One of the most common complaints in cooperatives is it the plank takes control and never gives up and the board is working for itself and not for the good of the shareholders. In the vast majority of cases, this is not true. Typically, board members work very hard and shareholders keep electing the same board members because there is no general dissatisfaction with the way they do their jobs. But sometimes it is absolutely true that the board members act for themselves and have retained power by all means. This was the case in a small co-op in New York City, and the resulting court ruling in Siwana Green vs. Al Cristancho is a good example of what shareholders can do when this happens.

The cooperative of 67-69 avenue Saint-Nicolas. was led by Siwana Green and family members (the “Green group”) for at least 10 years. According to shareholders who filed the lawsuit in 2018, the Green Group retained control of the cooperative by failing to regularly annual meetings (he also did not have board meetings). The cooperative had a regulation provision that shareholders in arrears could not vote. The last annual meeting was held in 2014, and by manipulating shareholders’ eligibility to vote, the Green Group retained control.

In addition to these problems, the company was heavily in debt, owing more than a million dollars in property taxes and water and sewer charges, with a impending foreclosure on the building pursued by New York City. This was all the more embarrassing as during the same period it seemed that the cooperative was earning more $ 1 million unit sales and return taxes. Shareholders claimed that the Green Group was using these funds for its own personal gain.

Finally an election

The by-laws of the cooperative provided that a special meeting could be held if it was called by written notice to the shareholders and at least ten% of shareholders agreed to attend. Enough shareholders got together and called a special meeting to remove three members of the Green Group and elect replacement directors. Due to the fact that the current rental list was inaccessible or non-existent, a list of shareholders was difficult to establish. The shareholders brought Neighborhood housing services, a non-profit organization established to help and maintain affordable housing, which oversaw the meeting and acted as election inspectors. In order to establish which shareholders were eligible to vote (i.e. who had no arrears), shareholders were asked to provide proof of maintenance payments to the cooperative for the year. elapsed.

Ten shareholders attended the meeting (in person and by proxy), and nine of the ten were eligible to vote.
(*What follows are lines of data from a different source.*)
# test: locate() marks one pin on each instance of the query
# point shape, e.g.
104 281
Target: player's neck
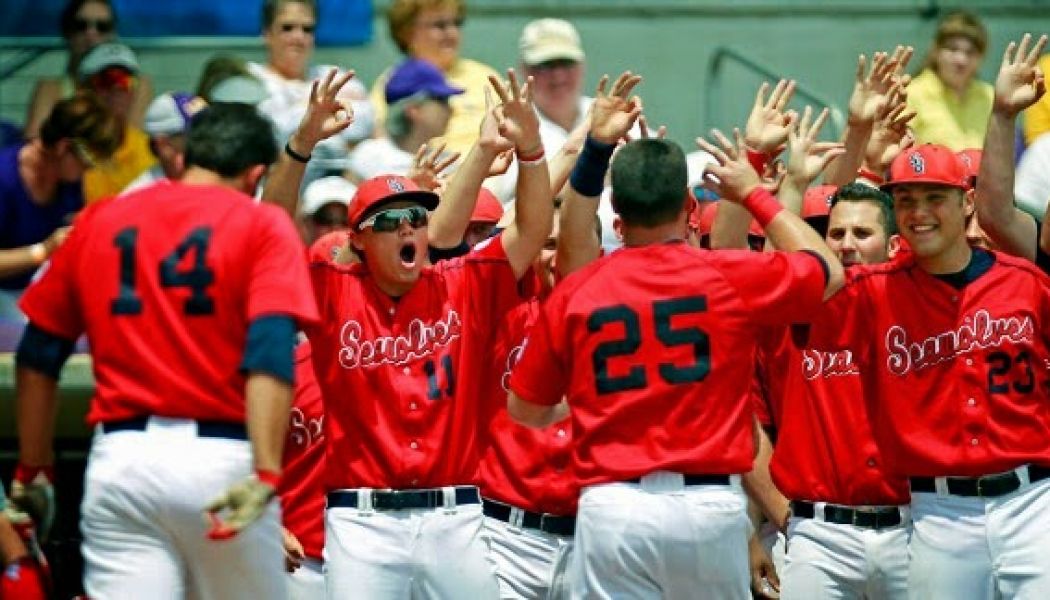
634 235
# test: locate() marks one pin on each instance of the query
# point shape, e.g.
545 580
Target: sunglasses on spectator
445 23
289 27
102 25
113 79
391 219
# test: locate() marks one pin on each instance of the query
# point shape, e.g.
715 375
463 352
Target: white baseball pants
660 539
529 563
144 531
836 561
982 547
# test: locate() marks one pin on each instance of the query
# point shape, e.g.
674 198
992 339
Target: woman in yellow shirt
951 105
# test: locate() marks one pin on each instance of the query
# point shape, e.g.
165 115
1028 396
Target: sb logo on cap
917 162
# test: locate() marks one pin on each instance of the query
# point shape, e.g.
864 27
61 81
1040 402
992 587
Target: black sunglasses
103 26
391 219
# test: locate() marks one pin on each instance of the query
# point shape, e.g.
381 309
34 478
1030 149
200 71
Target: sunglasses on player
391 219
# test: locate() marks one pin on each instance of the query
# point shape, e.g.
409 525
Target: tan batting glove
33 493
245 502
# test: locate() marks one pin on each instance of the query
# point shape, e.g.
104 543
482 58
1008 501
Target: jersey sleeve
279 280
542 376
51 302
778 288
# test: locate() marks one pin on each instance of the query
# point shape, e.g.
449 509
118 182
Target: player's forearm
843 169
268 400
36 409
578 242
1012 230
453 215
286 177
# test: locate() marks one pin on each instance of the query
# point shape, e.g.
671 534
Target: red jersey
402 379
654 348
956 375
301 487
824 450
525 467
165 282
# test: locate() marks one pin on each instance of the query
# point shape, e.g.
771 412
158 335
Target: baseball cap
971 164
927 164
327 190
382 189
416 76
104 56
239 88
171 112
487 209
545 40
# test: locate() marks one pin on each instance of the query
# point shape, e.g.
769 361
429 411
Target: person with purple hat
417 95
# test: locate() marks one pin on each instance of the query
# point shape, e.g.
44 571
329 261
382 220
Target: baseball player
400 356
956 380
190 294
642 343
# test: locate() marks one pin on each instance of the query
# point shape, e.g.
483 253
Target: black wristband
295 156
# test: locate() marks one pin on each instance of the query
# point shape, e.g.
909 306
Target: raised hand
733 178
1020 82
810 158
615 112
769 124
873 91
427 168
516 117
327 115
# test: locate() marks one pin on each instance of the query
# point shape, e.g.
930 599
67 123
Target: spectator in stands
110 71
951 105
288 29
40 188
167 121
225 78
84 24
432 30
419 97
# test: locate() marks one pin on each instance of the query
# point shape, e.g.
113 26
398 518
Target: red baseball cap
817 201
971 163
383 189
487 209
708 220
927 164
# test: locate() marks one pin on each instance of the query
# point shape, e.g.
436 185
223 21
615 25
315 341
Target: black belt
205 428
404 499
987 487
695 480
560 525
870 518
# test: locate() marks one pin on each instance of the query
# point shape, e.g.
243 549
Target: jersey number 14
197 277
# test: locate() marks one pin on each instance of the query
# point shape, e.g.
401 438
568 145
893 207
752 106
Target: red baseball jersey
956 375
302 477
403 379
824 450
654 348
165 283
525 467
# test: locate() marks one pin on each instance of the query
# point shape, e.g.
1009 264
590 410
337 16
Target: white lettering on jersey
817 364
978 332
420 339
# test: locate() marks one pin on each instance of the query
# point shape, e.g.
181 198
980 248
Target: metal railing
713 100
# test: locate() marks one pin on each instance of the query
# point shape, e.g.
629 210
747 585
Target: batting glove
245 501
33 493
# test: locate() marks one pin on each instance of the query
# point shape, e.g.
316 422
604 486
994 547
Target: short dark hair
649 180
271 7
861 192
230 138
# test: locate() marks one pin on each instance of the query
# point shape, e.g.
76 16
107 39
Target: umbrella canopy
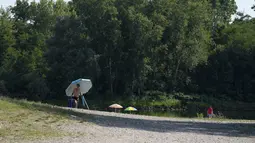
130 109
85 85
116 106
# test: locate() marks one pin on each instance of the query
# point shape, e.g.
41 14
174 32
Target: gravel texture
89 126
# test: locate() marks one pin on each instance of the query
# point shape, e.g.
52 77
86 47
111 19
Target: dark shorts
75 98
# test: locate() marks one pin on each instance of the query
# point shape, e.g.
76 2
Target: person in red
210 112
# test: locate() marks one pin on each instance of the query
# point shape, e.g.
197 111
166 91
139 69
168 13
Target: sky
243 5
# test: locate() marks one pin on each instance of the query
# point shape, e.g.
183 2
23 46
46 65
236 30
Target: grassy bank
23 121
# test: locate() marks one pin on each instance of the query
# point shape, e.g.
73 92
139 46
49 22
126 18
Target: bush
200 115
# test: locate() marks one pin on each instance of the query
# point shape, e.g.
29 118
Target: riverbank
20 119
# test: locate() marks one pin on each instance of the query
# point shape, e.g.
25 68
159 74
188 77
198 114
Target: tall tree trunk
110 65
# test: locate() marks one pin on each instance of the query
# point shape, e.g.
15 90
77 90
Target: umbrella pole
86 102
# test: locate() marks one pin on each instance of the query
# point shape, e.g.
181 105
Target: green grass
20 120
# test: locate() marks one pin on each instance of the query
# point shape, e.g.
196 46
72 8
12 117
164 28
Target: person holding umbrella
76 93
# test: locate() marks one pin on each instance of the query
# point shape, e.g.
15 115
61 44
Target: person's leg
75 103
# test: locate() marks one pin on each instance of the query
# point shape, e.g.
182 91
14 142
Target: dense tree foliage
126 47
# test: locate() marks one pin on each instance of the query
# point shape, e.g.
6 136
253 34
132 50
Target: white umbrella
85 85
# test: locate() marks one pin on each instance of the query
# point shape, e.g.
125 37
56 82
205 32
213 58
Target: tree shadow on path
162 125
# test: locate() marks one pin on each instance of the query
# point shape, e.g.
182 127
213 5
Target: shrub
200 115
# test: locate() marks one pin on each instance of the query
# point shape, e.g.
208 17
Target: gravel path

Eight shareholders voted to remove the three directors of the Green Group from the board of directors (one shareholder abstained) and three new shareholders were elected. Former board members refused to recognize the new board or hand over any books, records, check books or any other documentation.

Contested election

The Green Group then sued the three people elected to the board of directors at the special meeting, demanding that the court overturn the election results and prevent them from exercising any of their rights as directors. . The Greens group claimed that there were three flaws with regard to the special meeting. He claimed that the the notice was faulty, since some shareholders did not have the right to vote; that some shareholders who voted were in fact not eligible vote; and that two of the three elected shareholders were not eligible.

The court rejected all of the Greens’ claims without a hearing. It is clear that the court was impressed that Neighborhood Housing Services certified the legitimacy of the meeting and the election. In addition, the court noted that not a single person voted to keep the Green group in power.

But perhaps more than anything, the court looked at the co-op’s dire financial situation and the actions (or lack thereof) of the Green Group. The court ruled that even if the Green Group could establish that the meeting did not comply with the articles of association of the company, the court would have rejected the request of the Green Group to cancel its dismissal from the board of directors “in the financial year. of the discretionary power of that tribunal. and the interests of justice. As the court noted, a majority of shareholders exercised their judgment and voted against the green group, and the court ruled that “their will should not be freely ignored.”

We often hear that a court’s decision is based on a detail and that form is as important as substance. In that decision, the court made it clear that the will of the people will prevail, even if there have been one or two technical errors. The substance, in this case, was more important than the form.

Andrew P. Brucker is a partner of the law firm Armstrong Teasdale. The statements and opinions contained in this article are its own and not necessarily those of the company.